Robert Paul Malchow

    Email Address:
    College: Liberal Arts and Sciences Department: Biological Sciences
    Title: Associate Professor
    Office: 4083 SEL Phone: 312-413-1552
    Participating in the Chancellor’s Undergraduate Research Awards program: Yes

    Research Interest:
    Neuronal function and modulation of retinal cells at the cellular and molecular level.

    What are the cellular and molecular mechanisms employed by neurons to communicate with one another? How is such communication altered by neuromodulators? What role do the more numerous glial cells of the nervous system play in altering neuronal activity? My laboratory uses the retina as a model neuronal system to address such questions, with the hope that answers will allow us to better understand the mechanisms by which we see, think, and experience emotions.

    The molecular mechanisms controlling the release of neurotransmitters is one aspect of study in my laboratory, as are the molecular systems responsible for terminating the effects of these neuroactive agents, a process likely to involve proteins that transport neurotransmitters and their breakdown products into neurons and surrounding glia cells. My laboratory uses electrophysiological and imaging techniques to examine the characteristics of nerve cells and to probe the effects of neurotransmitters and neuromodulators on retinal neurons and glia. We are also developing new sensing methods to measure the release and uptake of neuroactive compounds from these cells. We are presently focusing on the role
    that zinc, H+ and ATP play in retinal processing, and are also developing methods to monitor changes in metabolism of neurons by measuring oxygen consumption from individual cells. Ultimately, we hope that these studies will shed light on the cellular and molecular processes that enable visual perception, and believe that our findings will have general applicability to neurons in far removed parts of the nervous system.
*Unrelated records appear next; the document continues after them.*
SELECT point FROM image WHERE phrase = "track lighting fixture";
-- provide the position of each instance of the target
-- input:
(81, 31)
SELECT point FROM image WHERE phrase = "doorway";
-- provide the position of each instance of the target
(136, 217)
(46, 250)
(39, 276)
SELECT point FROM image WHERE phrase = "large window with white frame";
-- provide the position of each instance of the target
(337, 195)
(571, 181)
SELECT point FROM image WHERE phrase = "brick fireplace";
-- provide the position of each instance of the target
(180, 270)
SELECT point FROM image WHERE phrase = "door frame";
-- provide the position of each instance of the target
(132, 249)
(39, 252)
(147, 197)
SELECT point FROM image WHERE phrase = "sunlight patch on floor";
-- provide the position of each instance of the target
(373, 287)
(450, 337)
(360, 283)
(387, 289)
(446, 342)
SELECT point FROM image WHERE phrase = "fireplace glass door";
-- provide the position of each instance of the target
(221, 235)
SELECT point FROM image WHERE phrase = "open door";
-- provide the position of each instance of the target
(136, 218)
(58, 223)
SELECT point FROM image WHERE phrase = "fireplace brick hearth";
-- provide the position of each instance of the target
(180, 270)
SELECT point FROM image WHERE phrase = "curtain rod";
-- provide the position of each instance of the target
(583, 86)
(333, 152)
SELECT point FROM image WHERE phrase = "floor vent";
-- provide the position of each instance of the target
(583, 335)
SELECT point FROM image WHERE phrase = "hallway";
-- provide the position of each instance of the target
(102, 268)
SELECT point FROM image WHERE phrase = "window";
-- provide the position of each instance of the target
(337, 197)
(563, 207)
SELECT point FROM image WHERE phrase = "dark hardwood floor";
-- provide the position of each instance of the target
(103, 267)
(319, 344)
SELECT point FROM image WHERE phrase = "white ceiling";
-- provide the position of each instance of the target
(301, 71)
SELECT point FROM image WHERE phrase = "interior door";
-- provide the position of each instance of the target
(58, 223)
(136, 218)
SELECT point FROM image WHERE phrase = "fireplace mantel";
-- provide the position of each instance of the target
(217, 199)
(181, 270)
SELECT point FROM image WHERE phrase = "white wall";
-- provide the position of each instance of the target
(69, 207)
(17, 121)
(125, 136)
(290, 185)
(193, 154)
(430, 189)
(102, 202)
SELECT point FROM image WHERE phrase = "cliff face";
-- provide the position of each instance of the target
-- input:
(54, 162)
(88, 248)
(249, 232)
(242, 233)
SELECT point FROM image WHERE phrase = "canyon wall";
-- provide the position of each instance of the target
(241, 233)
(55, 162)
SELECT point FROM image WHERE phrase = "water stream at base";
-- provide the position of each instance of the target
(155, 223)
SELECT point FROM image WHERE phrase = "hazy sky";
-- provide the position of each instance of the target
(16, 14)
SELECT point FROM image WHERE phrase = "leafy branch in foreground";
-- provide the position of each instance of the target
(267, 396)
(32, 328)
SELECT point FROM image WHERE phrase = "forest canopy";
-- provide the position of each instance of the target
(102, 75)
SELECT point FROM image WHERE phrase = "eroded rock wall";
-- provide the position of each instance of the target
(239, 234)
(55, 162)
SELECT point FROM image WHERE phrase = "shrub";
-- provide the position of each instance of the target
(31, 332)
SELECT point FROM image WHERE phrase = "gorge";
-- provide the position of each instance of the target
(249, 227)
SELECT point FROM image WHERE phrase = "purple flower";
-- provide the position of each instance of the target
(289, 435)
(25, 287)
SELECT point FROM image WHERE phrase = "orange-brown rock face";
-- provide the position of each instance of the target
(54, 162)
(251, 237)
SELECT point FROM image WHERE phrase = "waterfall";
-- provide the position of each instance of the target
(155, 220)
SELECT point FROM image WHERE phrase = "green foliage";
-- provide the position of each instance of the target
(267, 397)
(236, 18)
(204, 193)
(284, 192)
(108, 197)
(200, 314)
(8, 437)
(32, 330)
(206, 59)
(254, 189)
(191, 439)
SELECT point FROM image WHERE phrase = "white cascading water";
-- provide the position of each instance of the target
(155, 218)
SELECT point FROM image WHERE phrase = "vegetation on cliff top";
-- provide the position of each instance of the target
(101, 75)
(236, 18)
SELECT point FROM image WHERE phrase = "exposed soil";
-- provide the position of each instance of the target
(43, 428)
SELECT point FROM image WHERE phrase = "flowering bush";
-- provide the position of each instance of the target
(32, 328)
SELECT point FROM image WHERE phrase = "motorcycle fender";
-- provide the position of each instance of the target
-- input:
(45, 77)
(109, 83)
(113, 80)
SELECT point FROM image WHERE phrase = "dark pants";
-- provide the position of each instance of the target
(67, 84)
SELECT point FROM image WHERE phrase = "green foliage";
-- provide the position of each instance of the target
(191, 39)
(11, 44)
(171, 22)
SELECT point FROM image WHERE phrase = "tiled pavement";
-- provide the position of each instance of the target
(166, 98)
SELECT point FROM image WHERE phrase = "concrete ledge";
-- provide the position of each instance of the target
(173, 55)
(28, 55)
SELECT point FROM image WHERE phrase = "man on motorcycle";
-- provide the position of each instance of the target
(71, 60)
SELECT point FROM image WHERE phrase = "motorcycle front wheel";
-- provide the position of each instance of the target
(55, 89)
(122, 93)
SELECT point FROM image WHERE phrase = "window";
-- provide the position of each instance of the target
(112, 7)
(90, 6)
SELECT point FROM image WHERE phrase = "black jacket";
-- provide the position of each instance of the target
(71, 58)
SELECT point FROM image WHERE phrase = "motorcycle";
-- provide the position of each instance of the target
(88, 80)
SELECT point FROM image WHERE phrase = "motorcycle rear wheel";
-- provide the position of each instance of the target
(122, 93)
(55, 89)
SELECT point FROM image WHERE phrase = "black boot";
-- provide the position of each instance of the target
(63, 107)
    Minimum time commitment in hours per week: 6-9 hours

    Qualifications of a Student:
    Strong interest in the molecular and cellular mechanisms which enable the nervous system to function; highly inquisitive about the world around us; willingness to ask questions when a concept or idea or technique is not clear; dedication to coming on time and putting in the hours agreed to on a regular basis; willingness to work congenially with other undergraduate and graduate students in the lab; self-starter.

    Beneficial but not absolutely required: Bios 100; Chem 112, 114; Bios 240 (Homeostasis – Intro to Physiology of Plants & Animals); Bios 286 (Biology of the Brain); a good academic track record (B or better overall in course work) Other courses that might prepare a student to get the most out of this research experience: Bios 272 (Comparative anatomy & physiology); Bios 484 & 485 (Neuroscience I & II)

    Brief Summary of what is expected from the student:
    Undergraduate students participating in this research program will be involved in creating the special electrodes and sensors that we are using to measure the release and uptake of neuroactive chemicals from neurons. They will also learn cell culture techniques and use these methods to produce and maintain
    isolated retinal cell cultures. Students will also learn how to prepare physiological solutions for use in such experiments.